All 5,500 domestic restaurants of the chain once known as Kentucky Fried Chicken and famous for its 11 secret herbs and spices are switching from a solid shortening to a liquid format that reduces trans fats by 50%, according to franchisees. Franchisees contacted said the move was announced recently internally and would take place sometime between now and November.
'Heading in that direction'
The company "has been heading that direction for about a year," said KFC's third-largest franchise owner, John R. Neal. About 70% of his stores have used liquid shortening for years and a couple of months ago he converted all of his stores to use the liquid format.
"It would certainly be an improvement over what they're using. But they need to go all the way," said Michael Jacobsen, executive director for the Center for Science in the Public Interest, which in June filed a lawsuit against Yum Brands for using partially hydrogenated oil and not informing the public of its high levels of trans fats. Judge James Robertson has yet to rule on Yum's motion to dismiss the case. "If this is a first phase and six months from now they are going to eliminate the rest [of the trans fat], that would be very important," he said.
"I wonder why they can't reduce or eliminate completely as other companies have done," said Stephen Joseph, president-CEO of bantransfats.com, known for winning lawsuits against Kraft over its trans-fat levels in Oreo cookies and foods and McDonald's Corp. for reneging on its vow to eliminate them. "I hope it's not a cost issue in disguise."

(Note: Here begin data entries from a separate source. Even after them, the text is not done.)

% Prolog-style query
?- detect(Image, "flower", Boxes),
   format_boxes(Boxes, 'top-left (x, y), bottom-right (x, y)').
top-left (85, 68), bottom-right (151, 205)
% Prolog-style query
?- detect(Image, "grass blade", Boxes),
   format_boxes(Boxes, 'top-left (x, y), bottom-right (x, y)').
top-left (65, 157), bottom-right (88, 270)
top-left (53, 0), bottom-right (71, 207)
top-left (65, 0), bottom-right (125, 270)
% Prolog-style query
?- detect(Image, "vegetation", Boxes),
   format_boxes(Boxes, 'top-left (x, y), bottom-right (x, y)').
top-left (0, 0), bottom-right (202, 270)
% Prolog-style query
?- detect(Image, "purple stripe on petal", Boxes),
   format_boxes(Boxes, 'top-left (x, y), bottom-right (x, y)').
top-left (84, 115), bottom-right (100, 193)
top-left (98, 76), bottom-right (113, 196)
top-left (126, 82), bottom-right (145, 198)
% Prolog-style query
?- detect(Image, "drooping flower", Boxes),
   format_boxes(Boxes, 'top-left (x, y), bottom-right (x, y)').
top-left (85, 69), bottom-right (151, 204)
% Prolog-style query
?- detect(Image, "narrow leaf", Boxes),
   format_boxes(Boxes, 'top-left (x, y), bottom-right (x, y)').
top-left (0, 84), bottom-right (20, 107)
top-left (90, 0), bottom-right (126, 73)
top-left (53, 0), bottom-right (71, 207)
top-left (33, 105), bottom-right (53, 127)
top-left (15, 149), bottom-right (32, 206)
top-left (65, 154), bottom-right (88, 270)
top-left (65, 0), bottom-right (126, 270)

The cost difference is pennies, said KFC franchisee Mr. Neal, who added that "there is not enough oil" to supply the entire system and other big chains. "It's a question of when."
Clock is ticking
But the clock is ticking at the chain, which has a tougher time converting than most because of its heavily fried-food menu. In June, No. 3 fast-food chain Wendy's switched to trans-fat-free fries and chicken and has posted healthy sales since then. McDonald's Corp. is said to be testing trans-fat-free oils in several markets but refuses to set a timetable for a rollout. Since McDonald's sells more chicken on an annual basis than KFC, making its original recipe and other items healthier could give consumers a reason to visit the Colonel instead of the Golden Arches.
Another KFC owner-operator noted that the oil switch coincides with a KFC press briefing in New York Oct. 30, the same day of a public hearing in the Big Apple over a proposal to eliminate most trans fats from restaurant food and require fast-food companies to list calories for items on menu boards.
KFC issued a press release yesterday saying its president, Gregg Dedrick, would announce a "significant" change to its 5,500 U.S. restaurants. KFC representatives wouldn't discuss details of the event nor the company's move to a different cooking-oil format. "I don't have any information I can give on that right now," said a company spokesman.